Although Graham's proposals are solid and his intentions good, getting the warring parties in this country and in the world to unite in an effort that would prevent the continuous assault on humanity by the worst hoard of barbarians since Genghis Khan may be impossible. Where does that leave us?
It seems inevitable that Americans ultimately will have to once again commit their manpower and resources at a much greater level than they have. Hope that it is not too late, that Obama's reluctance to involve us more deeply until now hasn't made any swift resolution increasingly difficult. Finger-crossing is advisable here.
Dan K. Thomasson, Tribune News Service (TNS)
It has been obvious for some time that this proto-state in Iraq and Syria cannot be contained or ignored. In the last two weeks, it has murdered scores of innocents in Beirut and Paris. Evidence suggests it bombed a civilian Russian aircraft over Egypt. This says nothing of its trade in child sex slaves and attempts to wipe out the region's remaining Yazidis.
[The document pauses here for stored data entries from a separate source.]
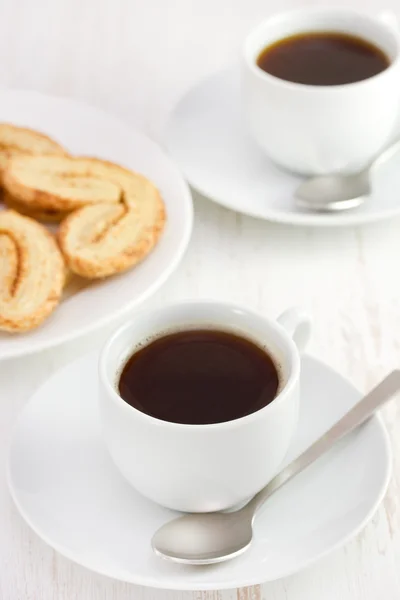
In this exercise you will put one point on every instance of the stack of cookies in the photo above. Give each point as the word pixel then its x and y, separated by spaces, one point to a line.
pixel 109 219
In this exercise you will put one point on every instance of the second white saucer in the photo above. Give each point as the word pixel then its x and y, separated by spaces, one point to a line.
pixel 209 141
pixel 69 491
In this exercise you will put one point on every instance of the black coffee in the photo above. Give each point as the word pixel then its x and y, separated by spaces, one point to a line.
pixel 199 377
pixel 323 58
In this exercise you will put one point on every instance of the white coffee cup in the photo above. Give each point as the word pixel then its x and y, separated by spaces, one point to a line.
pixel 200 468
pixel 322 129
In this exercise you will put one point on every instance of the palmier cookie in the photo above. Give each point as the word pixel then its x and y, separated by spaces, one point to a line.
pixel 108 237
pixel 32 272
pixel 16 140
pixel 59 183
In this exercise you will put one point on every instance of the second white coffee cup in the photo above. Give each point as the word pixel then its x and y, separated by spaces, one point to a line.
pixel 312 129
pixel 201 468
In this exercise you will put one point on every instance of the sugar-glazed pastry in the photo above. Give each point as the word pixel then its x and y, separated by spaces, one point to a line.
pixel 16 140
pixel 32 272
pixel 39 214
pixel 108 237
pixel 59 183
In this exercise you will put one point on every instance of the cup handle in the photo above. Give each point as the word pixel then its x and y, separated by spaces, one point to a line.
pixel 298 325
pixel 389 18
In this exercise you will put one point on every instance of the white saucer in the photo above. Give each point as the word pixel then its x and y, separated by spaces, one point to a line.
pixel 86 130
pixel 208 139
pixel 68 490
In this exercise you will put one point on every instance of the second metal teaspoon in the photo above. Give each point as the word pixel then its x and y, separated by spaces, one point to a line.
pixel 207 538
pixel 332 193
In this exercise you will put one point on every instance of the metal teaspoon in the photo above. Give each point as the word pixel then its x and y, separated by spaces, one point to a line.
pixel 333 193
pixel 206 538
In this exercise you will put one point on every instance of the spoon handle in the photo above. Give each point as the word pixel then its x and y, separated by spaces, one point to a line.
pixel 355 417
pixel 385 155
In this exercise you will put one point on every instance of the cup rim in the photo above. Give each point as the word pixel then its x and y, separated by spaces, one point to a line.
pixel 291 381
pixel 314 10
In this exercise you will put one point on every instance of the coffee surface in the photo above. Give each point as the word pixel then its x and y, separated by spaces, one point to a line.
pixel 323 58
pixel 199 377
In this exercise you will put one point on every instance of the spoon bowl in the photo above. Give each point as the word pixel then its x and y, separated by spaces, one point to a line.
pixel 337 192
pixel 333 193
pixel 219 536
pixel 207 538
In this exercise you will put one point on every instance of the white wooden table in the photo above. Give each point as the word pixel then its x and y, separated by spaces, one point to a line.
pixel 135 58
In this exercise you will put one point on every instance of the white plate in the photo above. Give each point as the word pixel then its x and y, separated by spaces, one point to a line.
pixel 208 139
pixel 89 131
pixel 68 490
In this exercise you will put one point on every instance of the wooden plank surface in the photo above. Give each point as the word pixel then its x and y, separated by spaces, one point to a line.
pixel 135 59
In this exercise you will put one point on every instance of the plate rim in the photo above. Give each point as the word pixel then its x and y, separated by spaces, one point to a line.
pixel 159 282
pixel 175 584
pixel 343 219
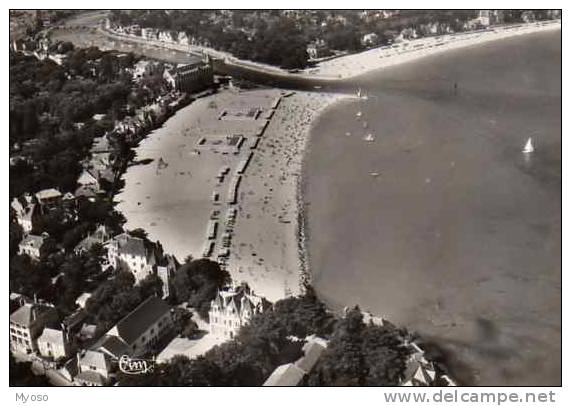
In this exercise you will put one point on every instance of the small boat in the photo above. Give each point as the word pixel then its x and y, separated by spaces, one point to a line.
pixel 162 164
pixel 528 149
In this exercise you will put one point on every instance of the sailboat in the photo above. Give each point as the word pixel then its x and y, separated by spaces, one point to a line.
pixel 162 164
pixel 528 149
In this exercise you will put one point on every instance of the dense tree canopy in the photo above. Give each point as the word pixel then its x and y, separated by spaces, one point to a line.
pixel 197 283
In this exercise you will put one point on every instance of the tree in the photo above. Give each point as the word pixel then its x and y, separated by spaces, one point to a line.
pixel 198 282
pixel 21 374
pixel 360 354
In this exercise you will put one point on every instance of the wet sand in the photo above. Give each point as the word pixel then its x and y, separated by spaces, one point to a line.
pixel 459 235
pixel 173 202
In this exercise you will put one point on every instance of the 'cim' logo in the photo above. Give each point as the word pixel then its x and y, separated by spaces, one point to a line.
pixel 135 366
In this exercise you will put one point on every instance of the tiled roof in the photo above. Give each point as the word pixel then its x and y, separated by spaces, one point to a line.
pixel 112 345
pixel 28 314
pixel 312 351
pixel 132 326
pixel 48 194
pixel 93 358
pixel 285 375
pixel 34 241
pixel 133 246
pixel 91 377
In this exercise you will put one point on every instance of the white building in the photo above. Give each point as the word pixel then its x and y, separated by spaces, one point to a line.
pixel 134 254
pixel 370 39
pixel 48 197
pixel 53 344
pixel 26 211
pixel 142 329
pixel 293 373
pixel 33 246
pixel 93 369
pixel 233 308
pixel 26 325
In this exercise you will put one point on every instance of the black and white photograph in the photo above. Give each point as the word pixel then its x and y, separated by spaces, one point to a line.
pixel 264 197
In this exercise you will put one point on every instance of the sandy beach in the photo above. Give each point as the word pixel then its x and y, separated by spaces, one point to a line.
pixel 358 64
pixel 350 66
pixel 458 235
pixel 172 196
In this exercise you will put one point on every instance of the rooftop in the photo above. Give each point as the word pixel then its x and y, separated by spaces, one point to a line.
pixel 130 328
pixel 285 375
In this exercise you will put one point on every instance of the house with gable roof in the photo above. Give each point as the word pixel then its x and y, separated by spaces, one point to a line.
pixel 233 308
pixel 34 246
pixel 26 325
pixel 143 328
pixel 54 343
pixel 137 255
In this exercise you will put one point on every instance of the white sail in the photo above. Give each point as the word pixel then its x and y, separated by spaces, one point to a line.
pixel 528 147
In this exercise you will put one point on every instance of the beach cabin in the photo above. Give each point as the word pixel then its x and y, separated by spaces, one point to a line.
pixel 211 231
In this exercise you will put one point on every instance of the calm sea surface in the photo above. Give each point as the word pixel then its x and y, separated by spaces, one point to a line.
pixel 459 235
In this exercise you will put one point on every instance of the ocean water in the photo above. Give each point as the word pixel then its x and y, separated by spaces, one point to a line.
pixel 459 235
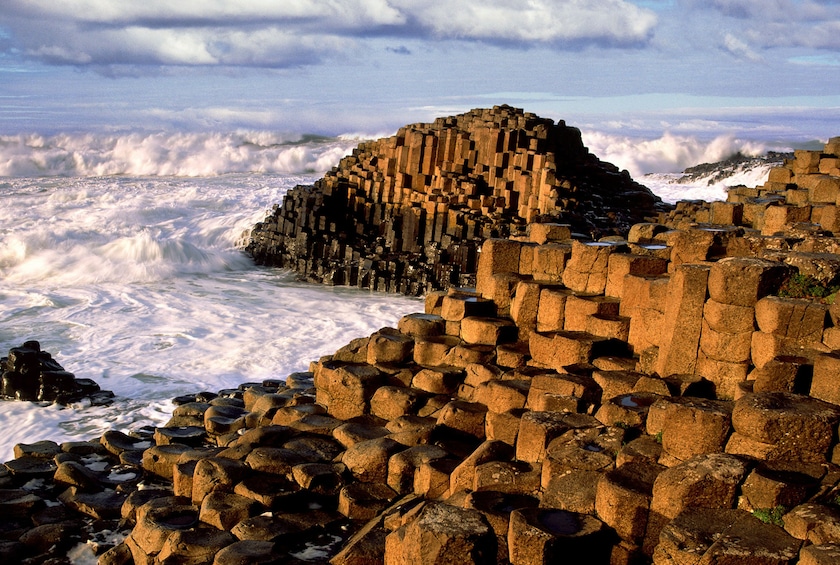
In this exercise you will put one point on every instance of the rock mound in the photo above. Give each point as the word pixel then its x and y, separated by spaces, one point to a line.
pixel 408 213
pixel 31 374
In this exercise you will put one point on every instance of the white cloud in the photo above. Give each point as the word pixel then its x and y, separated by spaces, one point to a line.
pixel 739 48
pixel 813 24
pixel 611 21
pixel 270 33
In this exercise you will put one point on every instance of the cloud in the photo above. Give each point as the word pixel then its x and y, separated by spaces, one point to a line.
pixel 739 49
pixel 813 24
pixel 266 33
pixel 540 21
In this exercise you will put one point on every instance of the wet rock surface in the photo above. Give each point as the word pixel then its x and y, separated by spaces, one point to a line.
pixel 507 422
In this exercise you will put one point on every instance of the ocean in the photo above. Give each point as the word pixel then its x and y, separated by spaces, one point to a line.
pixel 121 254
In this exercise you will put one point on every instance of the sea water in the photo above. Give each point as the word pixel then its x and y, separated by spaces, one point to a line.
pixel 123 257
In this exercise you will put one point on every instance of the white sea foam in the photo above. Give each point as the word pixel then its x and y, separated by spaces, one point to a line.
pixel 669 153
pixel 138 283
pixel 672 187
pixel 121 255
pixel 168 154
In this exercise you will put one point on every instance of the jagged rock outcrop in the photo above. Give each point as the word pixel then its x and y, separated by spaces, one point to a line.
pixel 408 213
pixel 31 374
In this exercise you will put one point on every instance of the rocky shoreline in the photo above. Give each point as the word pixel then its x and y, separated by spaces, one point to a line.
pixel 408 213
pixel 669 396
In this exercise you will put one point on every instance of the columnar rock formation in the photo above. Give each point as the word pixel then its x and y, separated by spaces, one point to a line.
pixel 31 374
pixel 408 213
pixel 651 399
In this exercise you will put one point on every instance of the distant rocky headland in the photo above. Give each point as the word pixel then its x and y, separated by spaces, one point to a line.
pixel 666 395
pixel 408 213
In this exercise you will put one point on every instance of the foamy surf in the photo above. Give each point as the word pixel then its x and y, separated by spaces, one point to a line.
pixel 139 284
pixel 122 255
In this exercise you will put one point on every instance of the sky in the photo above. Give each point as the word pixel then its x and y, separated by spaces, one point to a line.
pixel 764 70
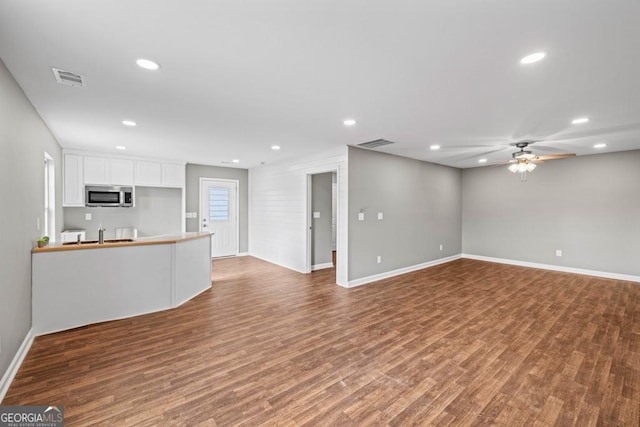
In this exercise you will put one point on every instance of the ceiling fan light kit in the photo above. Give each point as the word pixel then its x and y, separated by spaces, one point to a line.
pixel 525 161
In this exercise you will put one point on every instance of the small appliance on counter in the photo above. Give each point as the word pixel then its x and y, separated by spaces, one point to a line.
pixel 72 235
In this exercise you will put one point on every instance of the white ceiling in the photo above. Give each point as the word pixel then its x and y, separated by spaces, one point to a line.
pixel 239 76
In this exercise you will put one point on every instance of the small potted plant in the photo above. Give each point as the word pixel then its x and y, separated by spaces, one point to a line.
pixel 44 241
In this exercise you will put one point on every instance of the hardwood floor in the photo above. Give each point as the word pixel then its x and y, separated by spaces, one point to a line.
pixel 463 343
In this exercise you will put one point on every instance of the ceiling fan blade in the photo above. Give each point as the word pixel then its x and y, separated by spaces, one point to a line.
pixel 553 156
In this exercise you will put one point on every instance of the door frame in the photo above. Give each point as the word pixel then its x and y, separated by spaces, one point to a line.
pixel 341 247
pixel 201 181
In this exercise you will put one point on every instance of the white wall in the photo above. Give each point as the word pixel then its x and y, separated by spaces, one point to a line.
pixel 278 211
pixel 24 138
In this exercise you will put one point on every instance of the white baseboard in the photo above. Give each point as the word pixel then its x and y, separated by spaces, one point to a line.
pixel 321 266
pixel 604 274
pixel 393 273
pixel 15 364
pixel 288 267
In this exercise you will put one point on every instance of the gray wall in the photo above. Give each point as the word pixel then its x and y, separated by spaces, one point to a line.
pixel 421 203
pixel 195 172
pixel 156 211
pixel 321 185
pixel 588 207
pixel 23 140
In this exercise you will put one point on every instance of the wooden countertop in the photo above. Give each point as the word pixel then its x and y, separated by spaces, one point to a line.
pixel 163 239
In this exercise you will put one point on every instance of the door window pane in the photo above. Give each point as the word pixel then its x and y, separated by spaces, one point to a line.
pixel 218 204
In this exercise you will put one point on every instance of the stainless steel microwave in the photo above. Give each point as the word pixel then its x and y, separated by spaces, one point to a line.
pixel 108 196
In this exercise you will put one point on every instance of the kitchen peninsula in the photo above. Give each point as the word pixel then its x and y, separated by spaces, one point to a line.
pixel 80 284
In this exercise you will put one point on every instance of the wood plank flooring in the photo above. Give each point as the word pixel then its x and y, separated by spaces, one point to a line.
pixel 464 343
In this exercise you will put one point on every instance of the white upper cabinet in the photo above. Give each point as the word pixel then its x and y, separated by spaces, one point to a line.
pixel 173 175
pixel 82 169
pixel 96 170
pixel 121 171
pixel 107 171
pixel 148 174
pixel 73 191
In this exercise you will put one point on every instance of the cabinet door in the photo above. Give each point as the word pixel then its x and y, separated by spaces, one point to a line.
pixel 73 194
pixel 173 175
pixel 148 174
pixel 96 170
pixel 121 172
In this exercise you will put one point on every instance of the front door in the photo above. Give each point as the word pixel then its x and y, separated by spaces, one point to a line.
pixel 219 215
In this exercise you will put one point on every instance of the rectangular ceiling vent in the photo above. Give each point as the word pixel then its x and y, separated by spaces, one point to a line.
pixel 68 78
pixel 375 143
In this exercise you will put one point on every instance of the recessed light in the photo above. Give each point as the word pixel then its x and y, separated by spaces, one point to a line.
pixel 580 120
pixel 534 57
pixel 147 64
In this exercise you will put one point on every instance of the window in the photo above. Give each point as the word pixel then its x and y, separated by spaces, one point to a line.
pixel 218 204
pixel 49 198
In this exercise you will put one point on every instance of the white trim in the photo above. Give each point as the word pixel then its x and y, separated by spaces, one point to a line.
pixel 278 264
pixel 604 274
pixel 404 270
pixel 235 181
pixel 15 364
pixel 321 266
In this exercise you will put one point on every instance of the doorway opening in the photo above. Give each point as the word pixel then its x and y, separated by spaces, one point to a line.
pixel 219 215
pixel 322 210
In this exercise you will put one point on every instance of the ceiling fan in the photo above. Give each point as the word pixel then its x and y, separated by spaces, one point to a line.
pixel 524 161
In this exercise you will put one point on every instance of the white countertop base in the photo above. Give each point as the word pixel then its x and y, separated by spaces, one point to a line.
pixel 81 287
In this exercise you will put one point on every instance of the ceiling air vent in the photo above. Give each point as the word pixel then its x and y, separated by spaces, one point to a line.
pixel 68 78
pixel 375 143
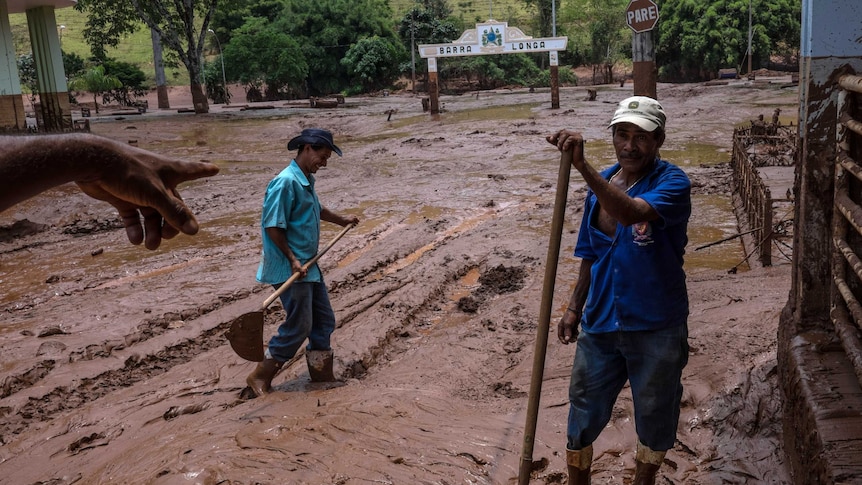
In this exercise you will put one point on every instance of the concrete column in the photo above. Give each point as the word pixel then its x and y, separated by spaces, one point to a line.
pixel 644 71
pixel 555 80
pixel 11 103
pixel 55 109
pixel 433 90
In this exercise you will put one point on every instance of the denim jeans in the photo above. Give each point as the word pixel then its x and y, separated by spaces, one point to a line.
pixel 309 316
pixel 652 361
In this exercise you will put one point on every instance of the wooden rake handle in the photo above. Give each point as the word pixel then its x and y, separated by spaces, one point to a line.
pixel 295 276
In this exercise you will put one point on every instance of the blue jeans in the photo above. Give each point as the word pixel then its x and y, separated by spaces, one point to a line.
pixel 309 316
pixel 652 361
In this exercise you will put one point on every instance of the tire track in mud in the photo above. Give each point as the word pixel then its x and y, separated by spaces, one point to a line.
pixel 382 274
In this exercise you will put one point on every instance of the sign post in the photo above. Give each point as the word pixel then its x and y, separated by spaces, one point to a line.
pixel 492 37
pixel 641 17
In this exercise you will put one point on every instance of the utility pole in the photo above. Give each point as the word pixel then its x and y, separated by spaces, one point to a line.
pixel 749 36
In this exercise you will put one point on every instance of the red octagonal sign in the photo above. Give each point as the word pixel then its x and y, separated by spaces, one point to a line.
pixel 642 15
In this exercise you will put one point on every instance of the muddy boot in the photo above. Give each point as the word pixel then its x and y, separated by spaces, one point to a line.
pixel 647 463
pixel 579 463
pixel 260 380
pixel 320 365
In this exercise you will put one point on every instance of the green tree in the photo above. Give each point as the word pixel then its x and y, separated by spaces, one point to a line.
pixel 425 25
pixel 373 62
pixel 598 35
pixel 326 29
pixel 544 15
pixel 696 39
pixel 263 57
pixel 182 26
pixel 228 18
pixel 95 81
pixel 132 80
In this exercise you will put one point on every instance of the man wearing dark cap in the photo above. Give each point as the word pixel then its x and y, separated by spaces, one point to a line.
pixel 291 233
pixel 630 298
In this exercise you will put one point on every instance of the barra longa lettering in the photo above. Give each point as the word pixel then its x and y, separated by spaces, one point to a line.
pixel 456 49
pixel 527 46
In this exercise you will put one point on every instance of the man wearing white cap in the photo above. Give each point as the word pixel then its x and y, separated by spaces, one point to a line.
pixel 630 298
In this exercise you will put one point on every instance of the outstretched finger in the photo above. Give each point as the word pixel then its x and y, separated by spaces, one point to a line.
pixel 132 223
pixel 152 228
pixel 185 171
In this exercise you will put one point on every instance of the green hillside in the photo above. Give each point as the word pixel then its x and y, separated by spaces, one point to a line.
pixel 137 47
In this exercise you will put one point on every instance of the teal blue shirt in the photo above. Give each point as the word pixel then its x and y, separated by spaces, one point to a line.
pixel 290 204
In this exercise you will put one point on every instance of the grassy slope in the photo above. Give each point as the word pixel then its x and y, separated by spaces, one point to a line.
pixel 137 48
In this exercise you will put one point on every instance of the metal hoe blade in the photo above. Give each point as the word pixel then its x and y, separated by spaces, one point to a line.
pixel 246 336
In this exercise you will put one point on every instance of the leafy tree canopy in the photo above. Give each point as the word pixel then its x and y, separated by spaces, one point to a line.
pixel 261 55
pixel 695 38
pixel 372 62
pixel 326 29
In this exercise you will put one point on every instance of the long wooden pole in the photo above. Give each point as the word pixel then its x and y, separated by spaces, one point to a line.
pixel 544 322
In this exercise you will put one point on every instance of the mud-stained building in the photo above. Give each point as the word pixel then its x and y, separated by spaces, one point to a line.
pixel 53 107
pixel 819 355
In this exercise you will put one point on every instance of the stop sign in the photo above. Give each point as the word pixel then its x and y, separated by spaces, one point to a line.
pixel 641 15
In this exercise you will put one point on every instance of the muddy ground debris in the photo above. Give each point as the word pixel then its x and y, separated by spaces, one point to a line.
pixel 436 294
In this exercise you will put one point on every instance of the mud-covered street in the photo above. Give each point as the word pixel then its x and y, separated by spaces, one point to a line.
pixel 115 368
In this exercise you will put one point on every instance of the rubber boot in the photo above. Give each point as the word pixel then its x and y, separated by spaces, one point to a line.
pixel 260 380
pixel 320 365
pixel 579 463
pixel 647 463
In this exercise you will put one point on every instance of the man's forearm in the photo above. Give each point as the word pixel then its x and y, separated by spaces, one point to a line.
pixel 30 165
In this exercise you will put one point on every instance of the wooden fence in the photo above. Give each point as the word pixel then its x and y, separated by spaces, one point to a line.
pixel 846 313
pixel 756 146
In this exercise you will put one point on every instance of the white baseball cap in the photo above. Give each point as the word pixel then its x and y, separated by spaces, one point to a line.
pixel 640 110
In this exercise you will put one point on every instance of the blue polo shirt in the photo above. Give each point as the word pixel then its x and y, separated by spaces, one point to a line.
pixel 291 204
pixel 637 278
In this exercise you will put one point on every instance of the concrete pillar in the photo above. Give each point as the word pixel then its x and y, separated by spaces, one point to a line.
pixel 55 109
pixel 433 89
pixel 555 80
pixel 644 71
pixel 11 103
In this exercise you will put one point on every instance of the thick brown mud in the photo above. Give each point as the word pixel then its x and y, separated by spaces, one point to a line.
pixel 115 368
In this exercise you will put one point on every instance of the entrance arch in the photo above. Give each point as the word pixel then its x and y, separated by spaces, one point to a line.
pixel 492 37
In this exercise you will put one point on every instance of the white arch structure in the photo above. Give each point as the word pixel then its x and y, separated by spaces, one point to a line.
pixel 492 37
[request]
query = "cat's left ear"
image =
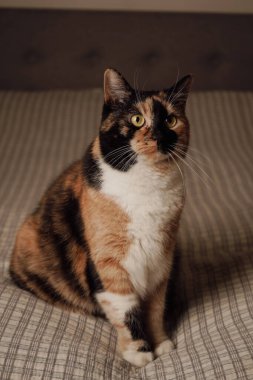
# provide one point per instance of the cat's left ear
(178, 93)
(116, 88)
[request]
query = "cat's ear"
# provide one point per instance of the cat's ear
(178, 93)
(116, 88)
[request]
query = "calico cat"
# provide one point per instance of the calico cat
(101, 240)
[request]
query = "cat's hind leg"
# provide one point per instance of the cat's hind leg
(155, 309)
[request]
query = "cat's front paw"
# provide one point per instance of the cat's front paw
(139, 359)
(165, 347)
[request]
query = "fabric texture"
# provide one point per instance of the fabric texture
(210, 305)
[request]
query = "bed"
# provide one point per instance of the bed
(209, 311)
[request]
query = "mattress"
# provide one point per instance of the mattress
(210, 307)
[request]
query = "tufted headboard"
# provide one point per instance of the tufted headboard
(42, 49)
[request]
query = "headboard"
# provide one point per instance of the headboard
(54, 49)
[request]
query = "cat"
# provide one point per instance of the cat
(101, 240)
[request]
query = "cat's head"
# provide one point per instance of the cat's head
(147, 125)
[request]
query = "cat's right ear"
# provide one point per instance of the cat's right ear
(116, 88)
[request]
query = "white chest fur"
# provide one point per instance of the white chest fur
(151, 200)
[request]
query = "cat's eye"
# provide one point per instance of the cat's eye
(137, 120)
(171, 120)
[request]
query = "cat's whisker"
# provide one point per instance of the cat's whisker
(190, 156)
(130, 160)
(120, 157)
(193, 169)
(182, 177)
(122, 164)
(116, 150)
(194, 151)
(194, 162)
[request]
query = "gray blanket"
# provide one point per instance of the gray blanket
(210, 305)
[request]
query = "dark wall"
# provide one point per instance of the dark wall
(70, 49)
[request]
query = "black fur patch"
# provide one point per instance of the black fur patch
(111, 141)
(20, 282)
(91, 169)
(144, 348)
(43, 284)
(134, 321)
(166, 138)
(94, 282)
(63, 243)
(73, 219)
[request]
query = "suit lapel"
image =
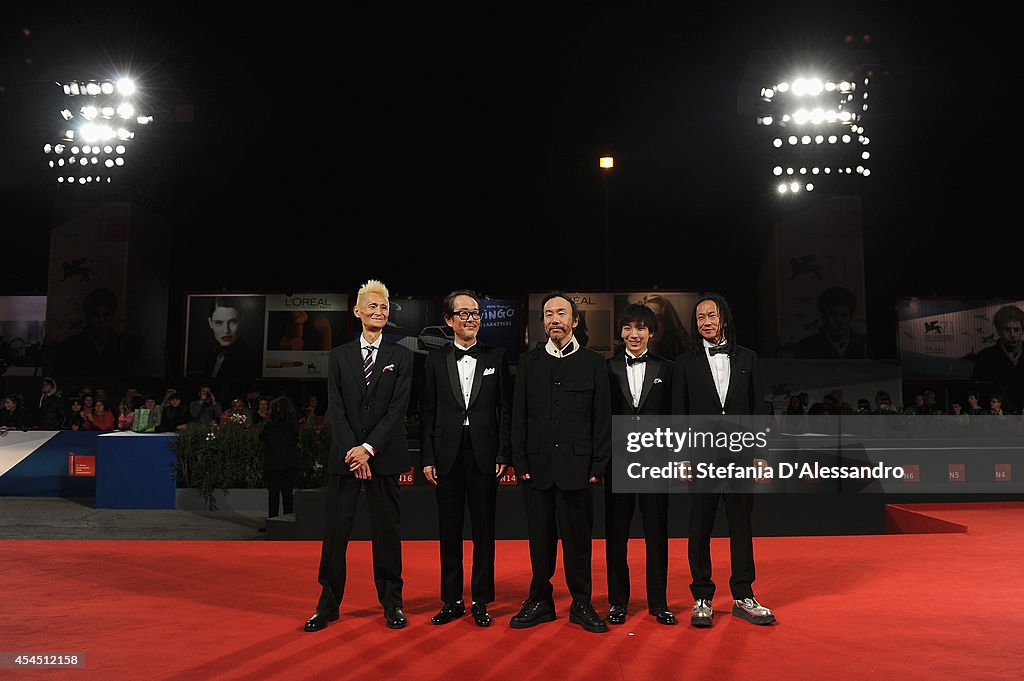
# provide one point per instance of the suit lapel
(355, 358)
(380, 362)
(735, 371)
(649, 374)
(710, 377)
(619, 369)
(453, 371)
(478, 375)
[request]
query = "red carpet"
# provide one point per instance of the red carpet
(901, 606)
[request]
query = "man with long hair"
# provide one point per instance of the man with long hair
(720, 377)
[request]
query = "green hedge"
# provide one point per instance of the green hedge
(230, 456)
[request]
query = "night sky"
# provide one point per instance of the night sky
(391, 141)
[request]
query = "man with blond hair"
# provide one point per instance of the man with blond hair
(369, 384)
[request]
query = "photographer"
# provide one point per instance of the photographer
(206, 410)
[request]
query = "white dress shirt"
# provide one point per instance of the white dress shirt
(363, 351)
(567, 349)
(467, 369)
(720, 371)
(635, 376)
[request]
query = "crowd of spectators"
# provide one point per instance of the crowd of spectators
(88, 408)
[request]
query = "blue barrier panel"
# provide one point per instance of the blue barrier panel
(135, 470)
(35, 463)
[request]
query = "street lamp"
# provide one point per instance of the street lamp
(606, 163)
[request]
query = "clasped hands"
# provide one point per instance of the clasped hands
(430, 472)
(358, 462)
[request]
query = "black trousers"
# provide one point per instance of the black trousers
(382, 498)
(619, 509)
(280, 486)
(704, 507)
(466, 485)
(552, 512)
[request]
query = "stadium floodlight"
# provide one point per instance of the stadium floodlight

None of this is to say the U.S. should invade the caliphate like it was Saddam's Iraq. But the aim of the new war should be regime change without compromise. And on this, Democrats appear to agree.
It's a point not lost even on the socialist senator from Vermont. In his opening remarks Saturday night, Bernie Sanders said, "Together, leading the world, this country will rid our planet of this barbarous organization called ISIS."
George W. Bush couldn't have said it better.